The Pope, in the run-up to the second Easter of his pontificate, presided at the traditional "Via Crucis" (Way of the Cross) service around the ancient Roman ruin.

Sitting on a chair on the Palatine Hill just opposite the Colosseum, he listened intently as meditations inspired by the 14 "stations of the cross" were read to the crowd of thousands holding candles.

Pairs of immigrants, prisoners, homeless, elderly, women, disabled, former drug addicts and others alternated carrying a large cross between each of the stations which describe the main events in the last hours of Jesus' life.

This year's meditations were written by Italian Archbishop Giancarlo Maria Bregantini, who has been in the front line in the fight against organized crime in southern Italy and one of the country's most socially progressive Churchmen.

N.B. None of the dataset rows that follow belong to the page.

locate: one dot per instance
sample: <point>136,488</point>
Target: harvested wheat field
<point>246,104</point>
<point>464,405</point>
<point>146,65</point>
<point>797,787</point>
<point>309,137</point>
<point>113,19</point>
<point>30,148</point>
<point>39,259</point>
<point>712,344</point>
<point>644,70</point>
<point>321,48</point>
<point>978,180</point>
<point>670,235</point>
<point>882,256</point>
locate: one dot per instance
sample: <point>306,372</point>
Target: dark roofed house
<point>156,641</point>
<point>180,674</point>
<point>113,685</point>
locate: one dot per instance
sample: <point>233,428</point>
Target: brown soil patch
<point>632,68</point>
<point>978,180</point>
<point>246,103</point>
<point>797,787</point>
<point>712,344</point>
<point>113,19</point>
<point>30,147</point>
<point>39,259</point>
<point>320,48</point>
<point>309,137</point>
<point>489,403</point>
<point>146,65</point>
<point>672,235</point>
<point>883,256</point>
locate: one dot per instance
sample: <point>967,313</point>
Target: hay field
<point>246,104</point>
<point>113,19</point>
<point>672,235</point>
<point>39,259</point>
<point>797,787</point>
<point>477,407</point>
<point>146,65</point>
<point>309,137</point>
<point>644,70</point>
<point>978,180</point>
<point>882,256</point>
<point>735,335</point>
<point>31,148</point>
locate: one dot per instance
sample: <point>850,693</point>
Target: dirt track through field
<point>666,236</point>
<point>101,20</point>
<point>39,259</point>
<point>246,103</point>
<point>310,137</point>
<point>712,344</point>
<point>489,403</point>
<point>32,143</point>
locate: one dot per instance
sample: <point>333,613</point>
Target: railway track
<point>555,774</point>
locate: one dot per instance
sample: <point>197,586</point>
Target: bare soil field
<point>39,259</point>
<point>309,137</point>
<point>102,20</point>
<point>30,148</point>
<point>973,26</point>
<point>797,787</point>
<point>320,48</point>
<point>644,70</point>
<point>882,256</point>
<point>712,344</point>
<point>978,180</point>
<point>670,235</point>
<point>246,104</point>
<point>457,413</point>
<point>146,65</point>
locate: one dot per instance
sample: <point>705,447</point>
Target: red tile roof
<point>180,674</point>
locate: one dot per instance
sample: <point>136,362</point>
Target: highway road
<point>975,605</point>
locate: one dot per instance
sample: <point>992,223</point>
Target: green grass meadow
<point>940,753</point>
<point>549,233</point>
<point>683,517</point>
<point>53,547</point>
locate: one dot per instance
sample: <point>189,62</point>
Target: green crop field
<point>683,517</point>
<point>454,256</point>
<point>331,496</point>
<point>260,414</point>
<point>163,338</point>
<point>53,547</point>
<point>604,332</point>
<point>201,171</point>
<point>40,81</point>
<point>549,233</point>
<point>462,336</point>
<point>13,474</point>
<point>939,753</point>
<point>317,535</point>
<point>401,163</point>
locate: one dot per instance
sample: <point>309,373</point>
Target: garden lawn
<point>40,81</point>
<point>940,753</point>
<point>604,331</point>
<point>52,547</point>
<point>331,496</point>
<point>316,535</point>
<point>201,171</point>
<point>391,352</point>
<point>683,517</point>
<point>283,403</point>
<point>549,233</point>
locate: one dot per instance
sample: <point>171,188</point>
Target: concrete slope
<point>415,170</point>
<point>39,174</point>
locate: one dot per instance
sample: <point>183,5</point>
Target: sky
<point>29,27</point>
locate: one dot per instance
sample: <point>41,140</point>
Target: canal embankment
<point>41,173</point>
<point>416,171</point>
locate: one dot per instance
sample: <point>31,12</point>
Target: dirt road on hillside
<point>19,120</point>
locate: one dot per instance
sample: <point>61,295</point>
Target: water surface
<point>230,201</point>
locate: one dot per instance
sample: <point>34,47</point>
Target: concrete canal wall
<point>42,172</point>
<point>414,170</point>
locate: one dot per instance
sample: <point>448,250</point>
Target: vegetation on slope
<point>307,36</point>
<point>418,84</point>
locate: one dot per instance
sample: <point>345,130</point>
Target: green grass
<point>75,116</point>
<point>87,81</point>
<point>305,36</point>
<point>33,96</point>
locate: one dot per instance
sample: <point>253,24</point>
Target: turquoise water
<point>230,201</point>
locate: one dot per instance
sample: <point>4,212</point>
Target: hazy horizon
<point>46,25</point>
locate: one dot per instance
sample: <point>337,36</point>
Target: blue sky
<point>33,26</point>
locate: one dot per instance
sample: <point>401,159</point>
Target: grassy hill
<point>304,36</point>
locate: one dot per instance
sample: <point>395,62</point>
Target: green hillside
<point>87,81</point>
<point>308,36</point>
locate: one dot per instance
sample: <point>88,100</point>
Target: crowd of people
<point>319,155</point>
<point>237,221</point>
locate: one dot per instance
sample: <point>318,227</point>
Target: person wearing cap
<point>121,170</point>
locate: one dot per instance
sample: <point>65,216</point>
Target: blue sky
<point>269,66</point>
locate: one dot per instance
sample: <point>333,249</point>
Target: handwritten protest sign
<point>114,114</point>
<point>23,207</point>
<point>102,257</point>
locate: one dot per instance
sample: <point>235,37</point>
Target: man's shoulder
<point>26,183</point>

One spoke of "all those wrongs which created the economic crisis and its grave social consequences: job insecurity, unemployment, dismissals, an economy that rules rather than serves, financial speculation, suicide among business owners, corruption and usury, the loss of local industry."

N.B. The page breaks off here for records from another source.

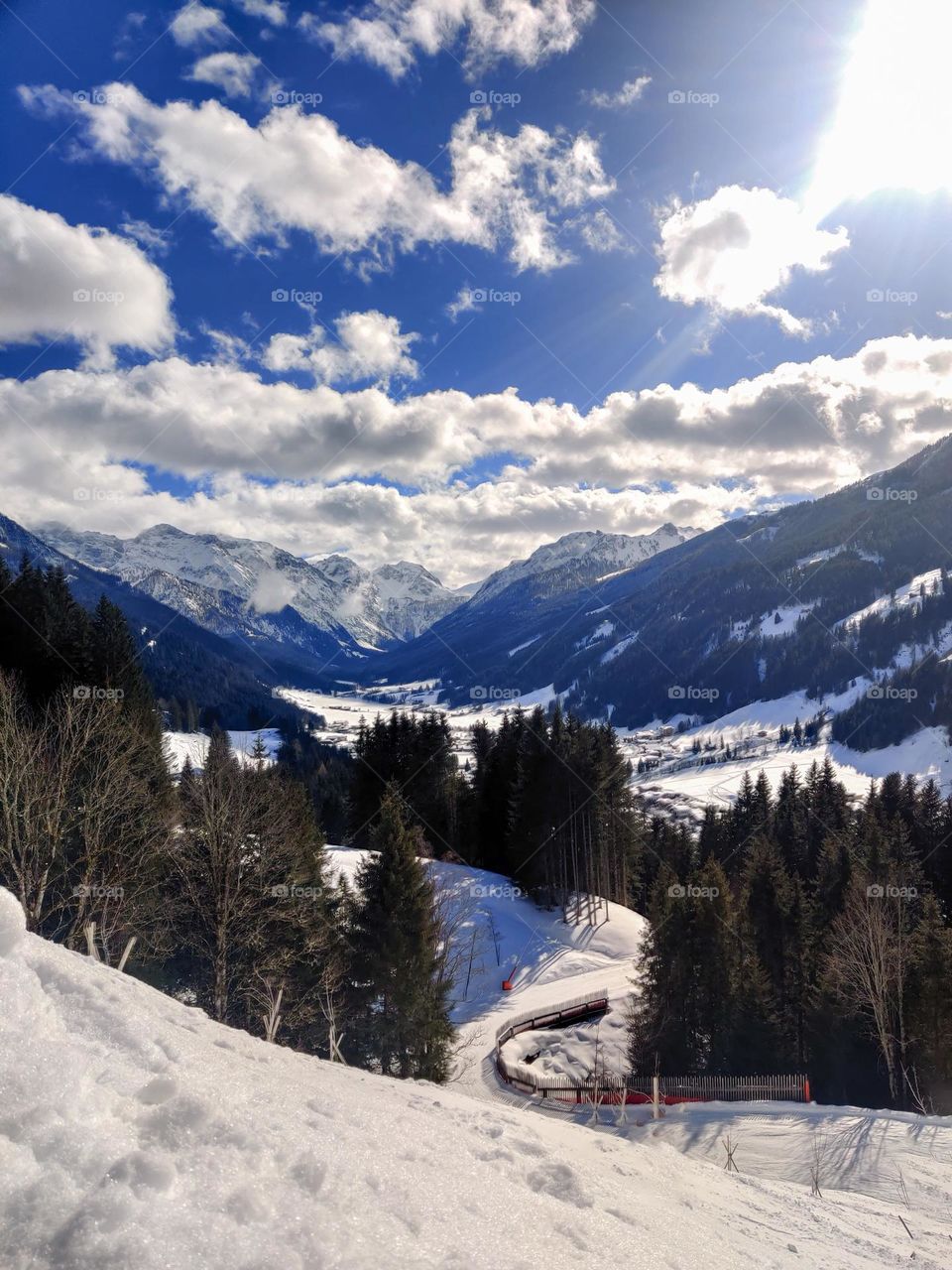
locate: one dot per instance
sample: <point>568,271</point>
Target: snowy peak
<point>583,558</point>
<point>230,584</point>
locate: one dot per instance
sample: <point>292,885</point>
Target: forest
<point>796,930</point>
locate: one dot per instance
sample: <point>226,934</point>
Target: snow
<point>906,597</point>
<point>602,631</point>
<point>341,712</point>
<point>179,746</point>
<point>789,615</point>
<point>685,783</point>
<point>617,649</point>
<point>137,1133</point>
<point>13,922</point>
<point>602,556</point>
<point>521,647</point>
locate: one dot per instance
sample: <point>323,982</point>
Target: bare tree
<point>869,969</point>
<point>84,820</point>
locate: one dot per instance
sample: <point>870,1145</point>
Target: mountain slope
<point>579,559</point>
<point>254,589</point>
<point>180,658</point>
<point>139,1133</point>
<point>756,608</point>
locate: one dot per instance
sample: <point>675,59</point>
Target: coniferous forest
<point>794,930</point>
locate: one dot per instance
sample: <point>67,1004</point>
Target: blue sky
<point>570,200</point>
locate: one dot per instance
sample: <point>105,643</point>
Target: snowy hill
<point>137,1133</point>
<point>238,585</point>
<point>576,559</point>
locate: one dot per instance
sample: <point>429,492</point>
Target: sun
<point>892,127</point>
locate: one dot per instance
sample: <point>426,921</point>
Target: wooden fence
<point>613,1089</point>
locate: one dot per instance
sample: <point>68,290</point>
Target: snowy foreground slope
<point>136,1133</point>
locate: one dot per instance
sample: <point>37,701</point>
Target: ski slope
<point>546,960</point>
<point>137,1133</point>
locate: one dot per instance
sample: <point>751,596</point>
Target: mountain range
<point>812,595</point>
<point>841,595</point>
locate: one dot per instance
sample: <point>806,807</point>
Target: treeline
<point>542,799</point>
<point>798,933</point>
<point>213,889</point>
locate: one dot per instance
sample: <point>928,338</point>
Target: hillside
<point>140,1133</point>
<point>243,588</point>
<point>793,599</point>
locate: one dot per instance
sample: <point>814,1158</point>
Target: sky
<point>444,280</point>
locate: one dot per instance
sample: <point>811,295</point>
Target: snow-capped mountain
<point>579,559</point>
<point>255,589</point>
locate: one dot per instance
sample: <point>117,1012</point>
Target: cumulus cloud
<point>75,282</point>
<point>393,33</point>
<point>273,590</point>
<point>232,72</point>
<point>624,96</point>
<point>199,24</point>
<point>271,10</point>
<point>291,463</point>
<point>370,347</point>
<point>739,246</point>
<point>298,172</point>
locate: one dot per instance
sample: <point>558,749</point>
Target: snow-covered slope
<point>583,558</point>
<point>241,585</point>
<point>179,746</point>
<point>136,1133</point>
<point>685,781</point>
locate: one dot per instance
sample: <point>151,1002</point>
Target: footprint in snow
<point>158,1091</point>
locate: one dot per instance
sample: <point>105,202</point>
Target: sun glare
<point>892,127</point>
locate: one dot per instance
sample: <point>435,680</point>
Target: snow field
<point>136,1133</point>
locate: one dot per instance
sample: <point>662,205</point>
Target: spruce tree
<point>400,1015</point>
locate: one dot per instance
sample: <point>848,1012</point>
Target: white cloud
<point>393,33</point>
<point>298,172</point>
<point>291,463</point>
<point>630,93</point>
<point>199,24</point>
<point>273,590</point>
<point>739,246</point>
<point>232,72</point>
<point>370,347</point>
<point>601,232</point>
<point>75,282</point>
<point>271,10</point>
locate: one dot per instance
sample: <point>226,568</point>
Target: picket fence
<point>612,1088</point>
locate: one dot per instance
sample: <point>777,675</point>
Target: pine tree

Others spoke of the plight of battered women, abused children, home-bound and lonely elderly, prisoners who endure torture, victims of organised crime and loan sharks.

The participants at the event were urged to listen to "the cry of those persecuted, the dying, the terminally ill..."

In brief words at the end of the service, Pope Francis urged the crowd to "remember all the abandoned people" and spoke of the "monstrosity of man" when he lets himself be guided by evil.

"All together, let us remember those who are sick, let us remember all the abandoned people, who are weighed down by the cross. May they find the power of hope in the trials of the cross, the hope of resurrection and love of God," he said.

It was Pope Francis's second Good Friday event. Hours earlier, the leader of the world's 1.2 billion Catholics attended a service in St. Peter's Basilica where the Vatican's official preacher said huge salaries and the world financial crisis were modern evils caused by the "cursed hunger for gold".